Railway Labor Act—Prerequisites to Arbitration—Scope of Judicial Review

Union Pacific Railroad Co. v. Brotherhood of Locomotive Engineers and Trainmen, No. 08-604 (previously discussed in the February 23, 2009 Docket Report).

Today, in Union Pacific Railroad Co. v. Brotherhood of Locomotive Engineers and Trainmen, No. 08-604, the Supreme Court held that the requirement that parties to railroad labor disputes conference before seeking arbitration before the National Railroad Adjustment Board is not jurisdictional. In reaching this decision, the Court declined to resolve a split among federal courts of appeals concerning whether the Railroad Labor Act (“RLA”) permits judicial review of alleged due process violations by the Board. 

In order to promote the peaceful and efficient resolution of labor disputes, the Railway Labor Act mandates the arbitration of “minor disputes” before five-member panels drawn from the 34 members of the National Railroad Adjustment Board (“Board”), which is composed of equal numbers of labor and industry representatives. The panels are composed of two members from each group, and an additional neutral arbitrator that is chosen either by the panel members or by the National Mediation Board. The RLA requires employees and carriers to make two attempts to resolve their disputes before resorting to arbitration. First, parties must exhaust the grievance procedures specified in their collective-bargaining agreement. 45 U.S.C. § 153 First (i). If those so-called “on-property” proceedings fail to resolve the dispute, the RLA directs the parties to then attempt to settle the dispute through a “conference” between their respective designated representatives. Id. § 152 Second, Sixth. 

This case arose when a union, the Brotherhood of Locomotive Engineers and Trainmen, initiated grievance proceedings on behalf of five members who had been disciplined by their employer, the Union Pacific Railroad Co. When the parties failed to resolve the dispute through the on-property grievance proceedings, the union sought arbitration before the Board. After the parties had made their submissions to the Board and just prior to the hearing before a five-member panel, one of the industry arbitrators objected that, in violation of Board regulations, the submissions did not contain any proof that the parties had conferenced. The railroad then adopted this objection. Refusing to accept the union’s subsequently proffered evidence that the parties had in fact conferenced, the panel concluded that the failure to prove conferencing deprived the Board of jurisdiction and required dismissal of the employees’ claims.

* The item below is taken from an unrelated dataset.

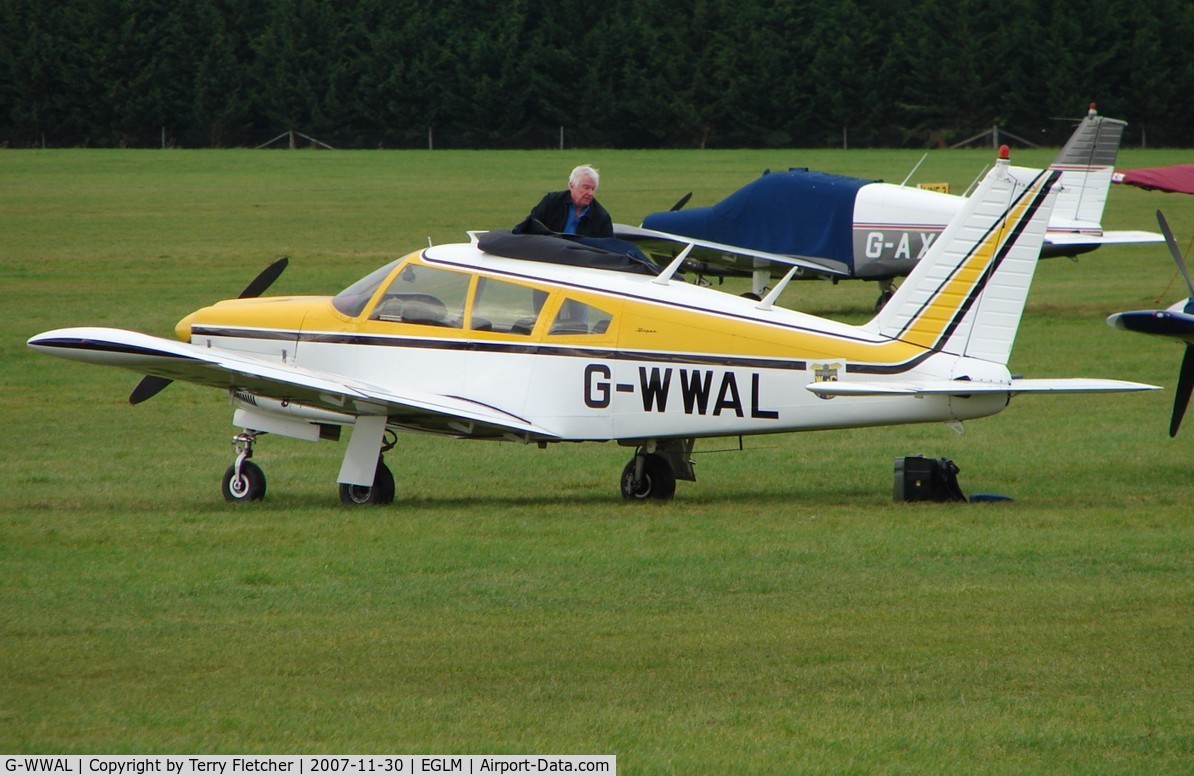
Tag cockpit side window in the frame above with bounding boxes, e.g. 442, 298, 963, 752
469, 277, 547, 334
371, 264, 472, 328
332, 259, 401, 318
547, 300, 614, 334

After a federal district court upheld the Board’s decision, the union appealed to the Seventh Circuit on two alternative grounds. First, the union argued that the failure to prove conferencing does not deprive the Board of jurisdiction under either the RLA itself or the Board’s implementing regulations. Second, the union argued that the Board violated due process when it entertained the railroad’s untimely failure-to-prove-conferencing objection. Concluding that conferencing is not a prerequisite to arbitration before the Board, the Seventh Circuit reversed, basing its decision on due process rather than statutory grounds. 522 F.3d 746, 750 (2008).

The Supreme Court affirmed the Seventh Circuit’s decision, but based its ruling on statutory rather than due process grounds. The Court explained that the RLA’s conferencing requirement and the Board’s regulation requiring proof of conferencing are “claims-processing, not jurisdictional, rules.” Slip op. 16. Accordingly, the Court held, the Board improperly dismissed the employees’ claims.

By basing its decision on the text of the RLA, the Court avoided a question that has divided courts of appeals—namely, whether the narrow grounds of judicial review specified in the RLA, 45 U.S.C. § 153(q), preclude federal courts from reviewing Board decisions for failure to comply with due process. Moreover, because the Court’s decision rests on statutory grounds, it is not likely have a significant impact on arbitration outside the railway labor arena.